На мгновение Петр встретился взглядом с Антониной. И такое напряженное внимание было в ее глазах, такая вера, что ему сделалось легко и радостно.
— Мечта о всеобщей справедливости неистребима, — обращаясь к ней, заговорил он вновь. — Плохо, когда мечта эта опирается не на знания законов человеческого развития, а на слепое послушание. Вспомним еще одну мудреную библейскую заповедь: «Зажженную свечу ставят не под спудом, а в подсвечник, чтобы светила всем». Почему же мы с вами принуждены разговаривать о своей жизни подспудно, тайком?
— Так, так. Истинно так, — закивал Петров-старший. — Видать, сообразили, кому положено, што огонь в бумагу не завернешь…
И завязался у них разговор о церкви — трудный разговор. Петр чувствовал, как ново все, что он говорит, для собравшихся, особенно для ткачей, для раскрасневшейся от ученического внимания прядильщицы.
— Да, — сокрушенно вздохнул старик Петров. — Выходит, бога совсем нету? Кто жеть тогда усовестит хозяев?
— Как кто? — удивился Петр. — Рабочие люди города и деревни! Вы — в том числе. А союзниками вашими будут все честные люди, владеющие необходимыми для этого знаниями. Такие люди есть во всех сословиях.
— И в царских? — хитро сощурился один из ткачей. — В царских, пожалуй, нет. Не станет же царь совестить царя?
— Все они — собаки! — убежденно заявил Григорий. — Холуи помойные! Инженер или там прикащик — тоже царь, только маленький. Бородавка на ровном месте, а гнет из себя цыцу!

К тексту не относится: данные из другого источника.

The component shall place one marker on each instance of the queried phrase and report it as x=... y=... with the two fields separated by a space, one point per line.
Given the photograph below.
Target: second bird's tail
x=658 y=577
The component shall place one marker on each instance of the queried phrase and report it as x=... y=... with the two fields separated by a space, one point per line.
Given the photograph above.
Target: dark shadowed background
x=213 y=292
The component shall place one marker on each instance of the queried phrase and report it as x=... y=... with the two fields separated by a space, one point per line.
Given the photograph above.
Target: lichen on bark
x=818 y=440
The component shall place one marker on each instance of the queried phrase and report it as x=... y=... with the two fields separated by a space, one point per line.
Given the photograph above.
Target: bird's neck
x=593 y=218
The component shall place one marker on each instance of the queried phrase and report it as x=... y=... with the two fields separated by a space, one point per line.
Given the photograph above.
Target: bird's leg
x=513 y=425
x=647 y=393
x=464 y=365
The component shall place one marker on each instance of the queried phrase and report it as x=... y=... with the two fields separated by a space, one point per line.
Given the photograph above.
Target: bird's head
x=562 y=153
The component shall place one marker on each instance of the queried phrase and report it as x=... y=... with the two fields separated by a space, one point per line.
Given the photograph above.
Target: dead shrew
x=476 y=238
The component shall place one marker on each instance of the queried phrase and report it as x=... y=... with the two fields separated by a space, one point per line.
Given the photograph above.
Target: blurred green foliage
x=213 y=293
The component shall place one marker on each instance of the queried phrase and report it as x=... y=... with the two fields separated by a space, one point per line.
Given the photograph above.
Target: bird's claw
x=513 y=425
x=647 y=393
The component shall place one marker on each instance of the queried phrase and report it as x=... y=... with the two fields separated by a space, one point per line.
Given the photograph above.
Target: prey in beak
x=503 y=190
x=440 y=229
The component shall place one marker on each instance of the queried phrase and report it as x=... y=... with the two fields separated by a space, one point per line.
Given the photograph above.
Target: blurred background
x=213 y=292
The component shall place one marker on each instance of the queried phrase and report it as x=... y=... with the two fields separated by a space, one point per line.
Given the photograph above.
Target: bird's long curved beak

— Не скажи, — осадил его старик Петров. — Вот у нас седня комиссия была. Так один очень мне поглянулся. Молодой вроде, а как будто в годах. Все ему знать надо: из чего алебастерь, откудова мы… В положение входит.
— Так он у нас тоже был! — обрадовался Филимон Петров. — Инженерный такой, картавенький, с рыжей бородкой. Сперва к паровой машине пошел, потом в вагранку и к кузнецам. А у нас мастер на фонаре расписал: мол, станочникам сегодня работать от семи вечера до двух. Этот, с бородкой, тут как тут: сколько работаете днем? сколько ночной «экстры»? И сразу посчитал: вместо двадцати восьми дней по закону чугунолитейный берет с каждого из нас по тридцати шести дней работы! Факт. Надо сделать Палю претензии…
«По описаниям — Старик», — подумал Петр.
— Сделать претензии можно. Отчего не сделать? Только у Паля свой расчет. Возьмет и не послушает. Что тогда?
— Прекратить работу! — не удержался Петр; раньше он таких советов на занятиях рабочих кружков не давал…
— Бастовать? Сразу в «черную книгу» сунут! Из нее назад хода нету. Это каждому известно, — заволновались слушатели.
— Для тех, кто осознал, что дальше так жить нельзя, и правда назад хода нет, — согласился Петр. — Если мы сами не будем бороться за свои права, за нас никто этого не сделает! Но к борьбе — любой — следует готовиться. Всем вместе. Сейчас каждый из вас сам по себе; как тут не быть сомнениям? Представим другое: создан рабочий кооператив. Для начала среди земляков. Кооператив закупает продукты в оптовых магазинах. Выгода хоть и небольшая, но есть. Можно и другие способы найти.
И снова Петр ощутил па себе горячий доверчивый взгляд Антонины. Этот взгляд мешал ему, но и помогал.
— Кто скажет, сколько стоит по сегодняшнему времени пуд ржаной муки?
— Сорок семь копеек, — с готовностью откликнулась Верка.
— За сорок семь поискать надо, — тотчас возразил ей Григорий. — Смело набавляй две копейки! А то и три.
— Чтобы не спорить, берем полтипник, — подытожил Петр. — Из пуда выходит полтора пуда печеного хлеба. Что должен стоить при таких условиях фунт ржаного хлеба? Считаем, — он несколько раз стукнул по столу пальцами: — Четыре пятых. Меньше копейки. А сколько с вас берут в лавке?
— Две с полушкою.
— Ну вот, мы и сберегли рубль.
— Как это сберегли? — растерялась Верка. — Где?
— Сиди, тетеря, — ткнул ее в плечо Григорий. — Слушай, чего умные люди говорят, соображай.
— Я и соображаю. Хлебушко-то еще спечи надо!
— Это второй вопрос.
— Для кого второй, а для кого первый. В нашей печи много не напекешься.